Monday, January 10, 2011

The Guru's BlogPoll Ballot (Final)

The Guru's final BlogPoll ballot of 2010. With notes and tidbits below:


* After some debate on whether TCU or Auburn was more deserving to be No. 1, the Guru settled on the Tigers because of the superior strength of schedule. On balance, the Horned Frogs performed better in the bowl game than Auburn did, but the body of work over the course of the season favored Auburn.

* Every BCS conference team with no fewer than four losses was considered, as were non-BCS conference teams with three or fewer losses. Ultimately, only four of those teams were left out.

* Final conference breakdown: SEC (5), Big 12 (5), Mountain West (4), Big Ten (3), Pac-10 (2), WAC (2), ACC (2), CUSA (2). None for the Big East, MAC, Sun Belt and independents.

* Auburn started out of the top 25, made the ballot in Week 2 and steadily moved up since. This marks the first and only time Auburn is No. 1 on my ballot.

* TCU is the only team that stayed in the top 5 the entire season. The Frogs were No. 5 on the preseason ballot and rose to as high as No. 2, but never No. 1.

* Oregon and Boise State are the only other teams that stayed in the top 10 all season. The Ducks were No. 9 in the preseason, moved to No. 1 for Week 6 and stayed there until the final ballot. The Broncos were No. 3 in the preseason and finished No. 6.

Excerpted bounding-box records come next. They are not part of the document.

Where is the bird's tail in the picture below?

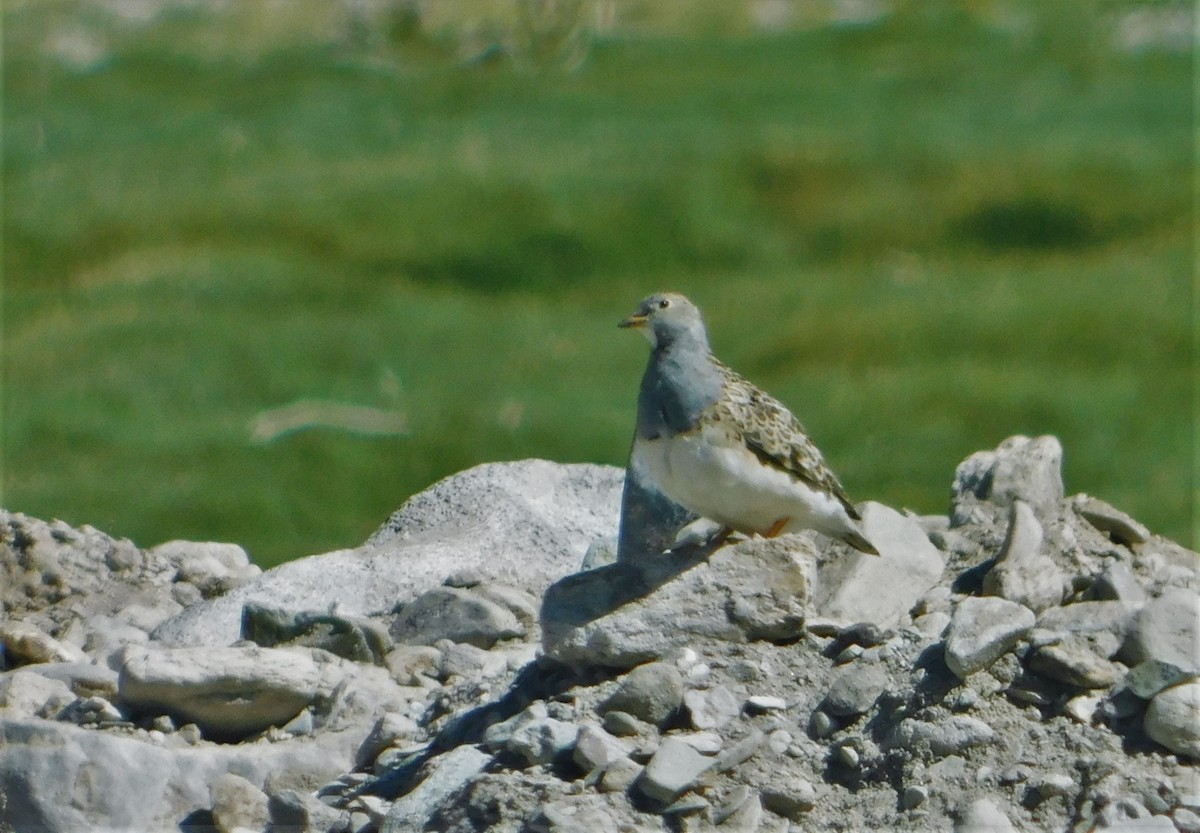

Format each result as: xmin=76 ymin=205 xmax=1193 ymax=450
xmin=841 ymin=529 xmax=880 ymax=556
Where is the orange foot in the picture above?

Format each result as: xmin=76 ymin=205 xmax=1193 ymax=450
xmin=763 ymin=517 xmax=792 ymax=538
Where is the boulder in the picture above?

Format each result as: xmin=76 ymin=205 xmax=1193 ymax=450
xmin=154 ymin=460 xmax=622 ymax=647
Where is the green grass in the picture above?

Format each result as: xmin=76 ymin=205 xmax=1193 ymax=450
xmin=0 ymin=0 xmax=1195 ymax=564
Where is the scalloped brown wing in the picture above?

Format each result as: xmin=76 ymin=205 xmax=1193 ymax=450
xmin=714 ymin=359 xmax=862 ymax=521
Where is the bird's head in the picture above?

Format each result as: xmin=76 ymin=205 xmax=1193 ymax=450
xmin=618 ymin=292 xmax=708 ymax=348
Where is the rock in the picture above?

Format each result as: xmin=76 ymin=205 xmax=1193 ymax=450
xmin=1030 ymin=601 xmax=1135 ymax=659
xmin=391 ymin=587 xmax=526 ymax=648
xmin=983 ymin=501 xmax=1066 ymax=612
xmin=437 ymin=640 xmax=509 ymax=679
xmin=0 ymin=718 xmax=361 ymax=833
xmin=268 ymin=790 xmax=350 ymax=833
xmin=354 ymin=712 xmax=420 ymax=769
xmin=954 ymin=798 xmax=1016 ymax=833
xmin=950 ymin=436 xmax=1063 ymax=527
xmin=541 ymin=535 xmax=816 ymax=669
xmin=762 ymin=778 xmax=817 ymax=822
xmin=209 ymin=772 xmax=270 ymax=833
xmin=600 ymin=663 xmax=683 ymax=726
xmin=148 ymin=541 xmax=263 ymax=599
xmin=0 ymin=666 xmax=76 ymax=718
xmin=0 ymin=622 xmax=88 ymax=666
xmin=55 ymin=696 xmax=125 ymax=726
xmin=884 ymin=714 xmax=996 ymax=757
xmin=637 ymin=737 xmax=713 ymax=804
xmin=1028 ymin=635 xmax=1124 ymax=689
xmin=384 ymin=645 xmax=442 ymax=685
xmin=1121 ymin=588 xmax=1200 ymax=696
xmin=155 ymin=460 xmax=622 ymax=646
xmin=683 ymin=685 xmax=742 ymax=729
xmin=379 ymin=747 xmax=492 ymax=833
xmin=1070 ymin=495 xmax=1150 ymax=546
xmin=241 ymin=601 xmax=392 ymax=665
xmin=820 ymin=663 xmax=889 ymax=720
xmin=504 ymin=718 xmax=580 ymax=766
xmin=812 ymin=502 xmax=944 ymax=628
xmin=118 ymin=647 xmax=322 ymax=739
xmin=946 ymin=597 xmax=1036 ymax=679
xmin=1092 ymin=562 xmax=1146 ymax=609
xmin=571 ymin=725 xmax=630 ymax=772
xmin=596 ymin=757 xmax=643 ymax=792
xmin=1142 ymin=681 xmax=1200 ymax=761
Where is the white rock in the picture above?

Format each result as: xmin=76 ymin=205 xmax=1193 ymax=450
xmin=954 ymin=798 xmax=1015 ymax=833
xmin=946 ymin=597 xmax=1037 ymax=679
xmin=379 ymin=745 xmax=492 ymax=833
xmin=118 ymin=646 xmax=322 ymax=738
xmin=155 ymin=460 xmax=622 ymax=646
xmin=1144 ymin=681 xmax=1200 ymax=761
xmin=209 ymin=772 xmax=270 ymax=833
xmin=810 ymin=502 xmax=944 ymax=628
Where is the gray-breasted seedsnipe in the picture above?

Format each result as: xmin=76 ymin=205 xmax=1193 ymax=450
xmin=620 ymin=293 xmax=878 ymax=555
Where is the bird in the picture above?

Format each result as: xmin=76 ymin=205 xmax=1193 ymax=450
xmin=618 ymin=293 xmax=880 ymax=556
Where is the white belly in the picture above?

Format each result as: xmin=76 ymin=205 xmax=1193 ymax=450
xmin=635 ymin=429 xmax=853 ymax=534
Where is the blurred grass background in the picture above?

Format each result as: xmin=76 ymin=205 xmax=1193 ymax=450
xmin=0 ymin=0 xmax=1196 ymax=565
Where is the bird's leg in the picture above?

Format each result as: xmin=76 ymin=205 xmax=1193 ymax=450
xmin=762 ymin=517 xmax=792 ymax=538
xmin=708 ymin=527 xmax=733 ymax=550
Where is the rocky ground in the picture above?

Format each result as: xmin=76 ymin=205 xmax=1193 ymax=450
xmin=0 ymin=437 xmax=1200 ymax=833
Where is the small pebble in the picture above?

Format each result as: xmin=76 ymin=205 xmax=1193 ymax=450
xmin=900 ymin=786 xmax=929 ymax=810
xmin=746 ymin=695 xmax=787 ymax=714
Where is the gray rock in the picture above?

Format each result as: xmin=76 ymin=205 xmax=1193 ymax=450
xmin=55 ymin=696 xmax=125 ymax=726
xmin=384 ymin=645 xmax=442 ymax=685
xmin=1028 ymin=635 xmax=1124 ymax=689
xmin=391 ymin=587 xmax=526 ymax=648
xmin=983 ymin=501 xmax=1067 ymax=612
xmin=17 ymin=663 xmax=116 ymax=700
xmin=0 ymin=718 xmax=362 ymax=833
xmin=1070 ymin=495 xmax=1150 ymax=546
xmin=637 ymin=737 xmax=713 ymax=804
xmin=884 ymin=714 xmax=996 ymax=757
xmin=596 ymin=757 xmax=643 ymax=792
xmin=600 ymin=663 xmax=684 ymax=726
xmin=209 ymin=772 xmax=270 ymax=833
xmin=155 ymin=460 xmax=623 ymax=646
xmin=1142 ymin=681 xmax=1200 ymax=761
xmin=118 ymin=647 xmax=322 ymax=739
xmin=1092 ymin=562 xmax=1146 ymax=609
xmin=0 ymin=666 xmax=76 ymax=718
xmin=379 ymin=747 xmax=492 ymax=833
xmin=571 ymin=725 xmax=630 ymax=772
xmin=354 ymin=712 xmax=420 ymax=769
xmin=148 ymin=541 xmax=263 ymax=599
xmin=241 ymin=601 xmax=392 ymax=665
xmin=268 ymin=790 xmax=350 ymax=833
xmin=0 ymin=622 xmax=88 ymax=666
xmin=821 ymin=663 xmax=889 ymax=718
xmin=954 ymin=798 xmax=1016 ymax=833
xmin=1030 ymin=601 xmax=1135 ymax=659
xmin=437 ymin=640 xmax=509 ymax=679
xmin=504 ymin=718 xmax=580 ymax=766
xmin=541 ymin=535 xmax=816 ymax=669
xmin=812 ymin=502 xmax=944 ymax=628
xmin=950 ymin=436 xmax=1063 ymax=527
xmin=683 ymin=685 xmax=742 ymax=729
xmin=762 ymin=778 xmax=817 ymax=822
xmin=946 ymin=597 xmax=1036 ymax=679
xmin=1121 ymin=588 xmax=1200 ymax=676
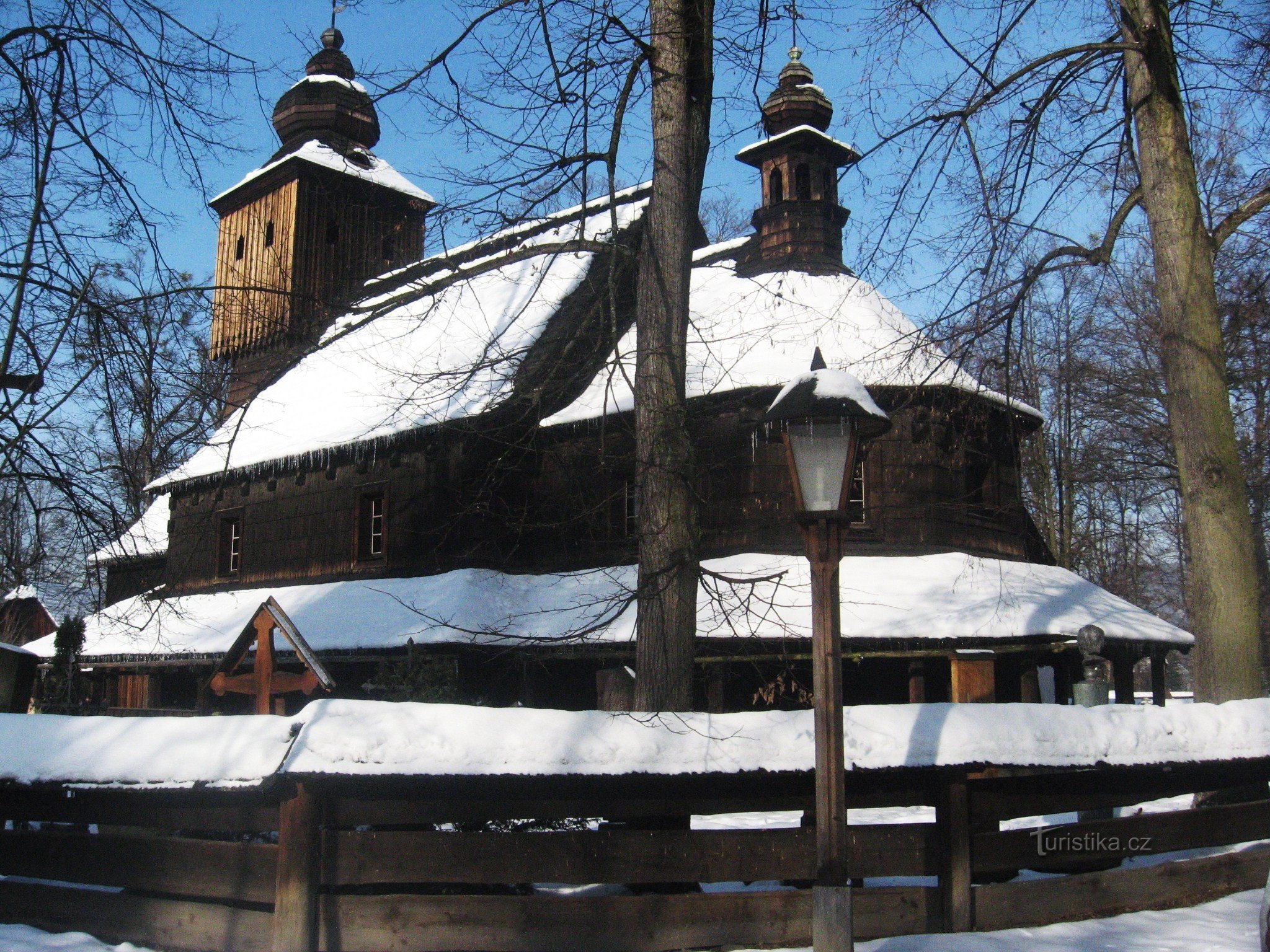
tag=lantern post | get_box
[763,348,890,952]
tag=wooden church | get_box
[30,41,1192,712]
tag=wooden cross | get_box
[210,596,335,713]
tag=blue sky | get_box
[141,0,902,293]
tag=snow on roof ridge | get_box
[737,123,858,159]
[288,73,366,93]
[87,493,171,566]
[363,182,653,288]
[211,138,437,205]
[28,552,1194,659]
[0,698,1270,790]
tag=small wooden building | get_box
[37,46,1192,711]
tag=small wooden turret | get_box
[737,47,859,274]
[211,27,435,408]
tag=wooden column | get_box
[908,659,926,705]
[1110,651,1138,705]
[805,519,853,952]
[273,783,321,952]
[253,612,273,713]
[1018,658,1040,705]
[949,651,997,705]
[1150,647,1168,707]
[935,777,974,932]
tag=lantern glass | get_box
[786,418,856,513]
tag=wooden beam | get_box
[273,785,321,952]
[975,847,1270,930]
[320,888,938,952]
[974,800,1270,872]
[0,830,278,902]
[935,777,974,932]
[0,881,273,952]
[322,824,937,886]
[949,655,996,705]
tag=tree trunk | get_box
[635,0,714,711]
[1120,0,1261,700]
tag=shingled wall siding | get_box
[166,390,1047,591]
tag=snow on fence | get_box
[0,700,1270,952]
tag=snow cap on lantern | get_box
[763,348,890,518]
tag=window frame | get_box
[216,506,244,579]
[353,482,389,562]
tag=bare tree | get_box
[0,0,250,612]
[848,0,1270,699]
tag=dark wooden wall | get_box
[165,391,1048,591]
[211,161,427,358]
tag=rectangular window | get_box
[625,480,639,536]
[847,457,865,526]
[357,490,388,558]
[216,513,242,578]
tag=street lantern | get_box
[763,348,890,952]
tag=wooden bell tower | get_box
[211,27,435,410]
[737,47,859,274]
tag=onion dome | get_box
[763,47,833,136]
[273,27,380,152]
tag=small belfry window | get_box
[357,490,388,558]
[794,162,812,202]
[216,513,242,578]
[847,457,865,526]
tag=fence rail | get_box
[0,760,1270,952]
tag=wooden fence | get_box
[0,760,1270,952]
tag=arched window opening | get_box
[794,162,812,202]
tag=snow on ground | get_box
[0,713,295,787]
[0,925,150,952]
[0,886,1261,952]
[856,890,1261,952]
[28,550,1194,658]
[0,698,1270,787]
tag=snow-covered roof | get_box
[737,125,859,162]
[286,698,1270,775]
[291,73,366,93]
[212,138,435,205]
[151,200,644,492]
[542,251,1040,426]
[87,493,171,565]
[0,698,1270,788]
[27,552,1194,658]
[0,713,292,788]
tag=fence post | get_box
[273,783,321,952]
[935,775,974,932]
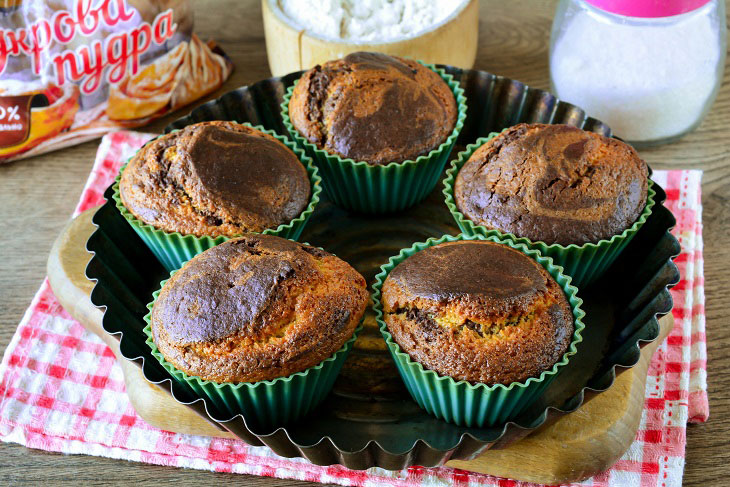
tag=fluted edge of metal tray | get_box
[87,66,680,470]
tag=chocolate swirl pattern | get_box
[150,235,368,382]
[289,52,457,165]
[455,124,648,245]
[120,122,311,236]
[382,241,574,385]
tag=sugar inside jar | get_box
[550,0,726,146]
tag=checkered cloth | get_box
[0,132,708,487]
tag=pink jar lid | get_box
[585,0,710,18]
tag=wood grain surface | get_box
[0,0,730,487]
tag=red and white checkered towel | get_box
[0,132,709,487]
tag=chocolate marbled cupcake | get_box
[150,235,368,383]
[382,240,574,385]
[119,121,312,237]
[289,52,457,165]
[454,124,648,246]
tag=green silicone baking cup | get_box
[281,63,466,213]
[112,123,322,271]
[143,270,362,430]
[443,132,656,288]
[373,235,585,428]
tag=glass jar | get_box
[550,0,726,146]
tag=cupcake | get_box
[382,240,575,385]
[145,234,368,425]
[117,121,320,269]
[445,124,654,285]
[374,236,583,427]
[282,52,466,212]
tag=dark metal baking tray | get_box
[86,67,680,469]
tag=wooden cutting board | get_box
[48,208,674,484]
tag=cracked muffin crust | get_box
[119,121,311,237]
[454,124,648,245]
[289,52,457,165]
[150,235,368,382]
[382,240,574,385]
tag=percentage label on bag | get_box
[0,105,20,122]
[0,95,34,148]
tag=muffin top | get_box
[150,235,368,382]
[383,240,574,385]
[454,124,648,245]
[289,52,457,164]
[120,121,310,237]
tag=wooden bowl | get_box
[261,0,479,76]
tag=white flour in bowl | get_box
[277,0,467,43]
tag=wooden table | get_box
[0,0,730,487]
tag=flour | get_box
[277,0,466,43]
[550,2,724,141]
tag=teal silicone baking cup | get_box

* Ohio State, the preseason No. 1, finished No. 8. Of the 25 teams on my preseason ballot, 13 finished in the top 25.

* Texas (No. 2), Florida (No. 7) and Iowa (No. 8) were in the preseason top 10 but failed to finish in the final top 25. The Longhorns, in fact, finished with a losing season at 5-7.

* In all, 50 teams made the ballot throughout the season.

* Other teams considered for the final ballot: Maryland, N.C. State, West Virginia, Northern Illinois.